Genres : littérature écossaise, premier roman.

Mick Kitson naît au Pays de Galles mais vit en Écosse (dans le Fife, côte est) avec son épouse. Il étudie l’anglais à l’Université de Newcastle Upon Tyne. Rocker (dans les années 80, avec son frère, dans le groupe The Senators), journaliste, professeur d’anglais, il signe avec Manuel de survie à l’usage des jeunes filles son premier roman.

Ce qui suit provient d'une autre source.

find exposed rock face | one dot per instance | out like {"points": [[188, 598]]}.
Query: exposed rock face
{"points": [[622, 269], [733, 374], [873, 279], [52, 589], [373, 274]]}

« M’man » est souvent bourrée et Robert, le beau-père, abuse de Sal (13 ans) depuis qu’elle en a 10… Peppa a bientôt 10 ans et Robert a menacé de s’en prendre également à elle alors Sal a installé un verrou sur la porte de sa chambre. « Si j’avais posé un verrou sur ma porte, Robert l’aurait défoncée à coups de pied et il aurait réveillé Peppa. Il n’aurait pas réveillé m’man parce que quand elle avait bu et qu’elle était dans les vapes on ne pouvait pas la réveiller. » (p. 12). Sal craint que, si les services sociaux interviennent, elle et Peppa soient séparées alors elle va agir en secret et tout préparer pour qu’elles s’enfuient dans la forêt de Galloway, une forêt sauvage des Highlands. Dans la forêt, les filles sont d’abord seules, et pas malheureuses malgré le froid, puis elles rencontrent Ingrid, une Allemande de l’Est, médecin immunologue, mais âgée et malade. Évidemment, la police recherche Salmarina et Paula (les prénoms de Sal et Peppa) et la mère va essayer de changer : « Sobre depuis trois semaines. Un jour à la fois. Je n’arrive pas a y croire. Je m’en sors sans antidouleurs !! » (p. 150). Mais est-ce aussi simple que ça ?

Les descriptions et les détails peuvent dérouter au début mais c’est ce qui fait de ce roman un véritable manuel de survie ! Vous allez tout savoir sur les crottes de lapin et comment poser un piège, sur l’étanchéité du Gore-Tex, sur les dents des brochets, et tant d’autres choses. C’est que Sal est une ado de son temps qui a tout cherché sur YouTube et Wikipédia et tout acheté sur Amazon pour pouvoir fuir et survivre avec sa petite sœur !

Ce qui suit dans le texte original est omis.